I agree with the many flaws in the current processes for companies wishing to enter the markets.  It is indeed very difficult to succeed without investment banking help.  That said, I really have no basis for evaluating this idea.

Roger Nusbaum, ETF Maven, @randomroger:

We know that individual stock ownership on the part of retail sized accounts has declined. We also know that short term trading is more commonly driven by algorithms reading data which makes much of what the LTSE is trying manage less important. Think back to 15 or 20 years ago, the obsession over earnings reports and whisper numbers (remember those) was far more intense than it is now and it seems as though the punishments and rewards for earnings misses/beats take on a much shorter duration than they used to.
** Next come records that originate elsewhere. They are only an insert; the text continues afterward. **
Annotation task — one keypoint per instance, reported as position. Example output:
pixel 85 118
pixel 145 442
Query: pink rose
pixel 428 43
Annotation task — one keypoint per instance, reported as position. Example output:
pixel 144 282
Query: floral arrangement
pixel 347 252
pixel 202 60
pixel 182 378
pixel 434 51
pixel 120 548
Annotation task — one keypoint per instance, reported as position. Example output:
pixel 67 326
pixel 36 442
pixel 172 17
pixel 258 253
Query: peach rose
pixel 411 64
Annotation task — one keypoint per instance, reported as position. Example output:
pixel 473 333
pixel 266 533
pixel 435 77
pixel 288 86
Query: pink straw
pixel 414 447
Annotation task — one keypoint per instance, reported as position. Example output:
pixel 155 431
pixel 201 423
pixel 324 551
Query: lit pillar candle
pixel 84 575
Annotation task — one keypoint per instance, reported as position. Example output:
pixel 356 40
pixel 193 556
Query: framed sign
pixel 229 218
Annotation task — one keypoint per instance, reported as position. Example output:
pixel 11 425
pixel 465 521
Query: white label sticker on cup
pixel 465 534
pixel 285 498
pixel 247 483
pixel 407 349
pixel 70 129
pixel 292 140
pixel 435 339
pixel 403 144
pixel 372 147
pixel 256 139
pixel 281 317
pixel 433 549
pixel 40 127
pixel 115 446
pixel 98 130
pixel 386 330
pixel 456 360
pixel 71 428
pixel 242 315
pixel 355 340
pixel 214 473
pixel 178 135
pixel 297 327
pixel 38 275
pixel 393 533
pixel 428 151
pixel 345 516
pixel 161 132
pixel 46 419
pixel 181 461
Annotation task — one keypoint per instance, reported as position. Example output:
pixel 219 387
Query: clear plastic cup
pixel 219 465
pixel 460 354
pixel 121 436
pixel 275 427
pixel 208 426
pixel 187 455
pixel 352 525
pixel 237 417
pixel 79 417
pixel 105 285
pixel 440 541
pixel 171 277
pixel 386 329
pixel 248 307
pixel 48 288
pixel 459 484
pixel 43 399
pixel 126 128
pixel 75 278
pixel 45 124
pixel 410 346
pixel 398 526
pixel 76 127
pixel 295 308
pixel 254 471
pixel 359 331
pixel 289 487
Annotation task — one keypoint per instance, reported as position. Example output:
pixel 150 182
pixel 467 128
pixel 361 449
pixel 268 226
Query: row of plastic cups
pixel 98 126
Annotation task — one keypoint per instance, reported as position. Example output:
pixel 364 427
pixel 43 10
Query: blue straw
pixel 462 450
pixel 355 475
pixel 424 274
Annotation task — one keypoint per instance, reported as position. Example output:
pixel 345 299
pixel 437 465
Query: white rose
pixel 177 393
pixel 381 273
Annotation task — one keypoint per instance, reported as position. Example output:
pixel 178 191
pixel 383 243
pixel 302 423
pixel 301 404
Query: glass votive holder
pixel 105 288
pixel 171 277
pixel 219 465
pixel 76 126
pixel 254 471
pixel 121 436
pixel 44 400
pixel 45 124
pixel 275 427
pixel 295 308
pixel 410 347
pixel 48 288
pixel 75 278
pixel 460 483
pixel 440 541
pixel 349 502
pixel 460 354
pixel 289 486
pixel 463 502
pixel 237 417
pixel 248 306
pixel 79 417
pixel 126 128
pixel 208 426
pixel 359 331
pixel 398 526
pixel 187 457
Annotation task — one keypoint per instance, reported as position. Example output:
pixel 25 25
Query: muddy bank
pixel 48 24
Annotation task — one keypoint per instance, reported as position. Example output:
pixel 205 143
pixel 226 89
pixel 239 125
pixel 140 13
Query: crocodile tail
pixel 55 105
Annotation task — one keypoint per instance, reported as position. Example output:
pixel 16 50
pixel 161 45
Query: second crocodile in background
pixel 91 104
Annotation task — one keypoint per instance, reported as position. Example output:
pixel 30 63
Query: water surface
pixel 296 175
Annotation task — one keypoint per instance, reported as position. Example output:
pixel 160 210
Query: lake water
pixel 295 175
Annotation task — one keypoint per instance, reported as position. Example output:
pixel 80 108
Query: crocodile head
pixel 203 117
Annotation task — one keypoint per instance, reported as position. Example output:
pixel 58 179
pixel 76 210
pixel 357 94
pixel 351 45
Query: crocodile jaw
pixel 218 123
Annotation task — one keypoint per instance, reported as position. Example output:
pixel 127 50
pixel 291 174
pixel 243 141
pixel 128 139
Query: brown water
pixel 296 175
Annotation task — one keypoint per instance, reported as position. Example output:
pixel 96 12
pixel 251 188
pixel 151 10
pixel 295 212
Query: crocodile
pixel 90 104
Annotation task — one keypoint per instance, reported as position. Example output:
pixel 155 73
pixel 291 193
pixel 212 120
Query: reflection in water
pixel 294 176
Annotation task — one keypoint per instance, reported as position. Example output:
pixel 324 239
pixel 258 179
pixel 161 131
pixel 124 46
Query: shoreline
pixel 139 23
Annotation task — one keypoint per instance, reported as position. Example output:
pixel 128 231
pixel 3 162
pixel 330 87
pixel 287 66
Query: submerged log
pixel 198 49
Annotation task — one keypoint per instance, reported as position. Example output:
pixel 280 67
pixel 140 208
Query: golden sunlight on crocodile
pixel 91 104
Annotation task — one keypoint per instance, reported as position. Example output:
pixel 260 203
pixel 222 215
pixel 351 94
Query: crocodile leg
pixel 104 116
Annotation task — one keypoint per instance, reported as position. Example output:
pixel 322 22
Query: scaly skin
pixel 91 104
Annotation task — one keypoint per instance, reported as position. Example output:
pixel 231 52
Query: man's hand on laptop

I would be surprised if LTSE changed much of anything.

Robin Powell, The Evidence-Based Investor and Adviser 2.0, @robinjpowell:

I’m all for anything that promotes long-term investing. It’s better for investors, for companies and the economy. The problem is, it’s not so good for the investing industry, which makes its money from focusing minds on the here and now, and on yearly, or even quarterly, targets. Until that misalignment of interests is addressed, short-termism will remain the order of the day.

Cullen Roche, Pragmatic Capitalism, @cullenroche:

The idea of “short-termism” is a misunderstanding in my view. Any corporation that focuses too much on the short-term will lose market share to firms that think long-term. If the problem of modern capitalism is that today’s firms are too short-term oriented then we should all embrace that as that opens the door to new firms to come in and replace these firms. So, I say bring on the short-termism if that’s what is really happening. Let bad firms fail under their own misguided views. Of course, that’s not what’s really happening but it’s a convenient narrative for people who hate buybacks, executive pay and pretty much all things Wall Street.

Robert Seawright, Above the Market, @rpseawright:

I love the idea. Opposing the entrenched interests is part of the appeal.

Charles Sizemore, Charles Sizemore, @charlessizemore:

The bigger picture here is why do we have stock exchanges to begin with? The stock market in its current form was never some sort of grand plan. It just sort of evolved. The industrial era required large enterprises, and those large enterprises required capital. Thus began the concept of selling shares to the general public.Once the stock market big enough to effectively lead the economy, it had to be tamed and regulated, and now it’s the messy, conflicted beast it is today. But I don’t know that anyone in their right mind would have intentionally created a system in which the most important companies in the world raise capital in a mechanism that resembles a casino. As many of today’s tech unicorns have proved, large enterprises can be funded today with private equity capital that is less sensitive to every quarterly earnings “beat or “miss.” With technology companies requiring less capital today than the industrial giants of decades past, it could be that a larger share of the economy is driven by privately-held companies.

Andrew Thrasher, Thrasher Analytics, @andrewthrasher:

Each opportunity an investor is presented is accompanied by some aspect of sacrifice. That sacrifice could be safety, liquidity, or return. With LTSE, investors give up liquidity so they will have a higher demand for either safety or return, that’s what I’ll be watching as the concept emerges and if those benefits do indeed seem to surface.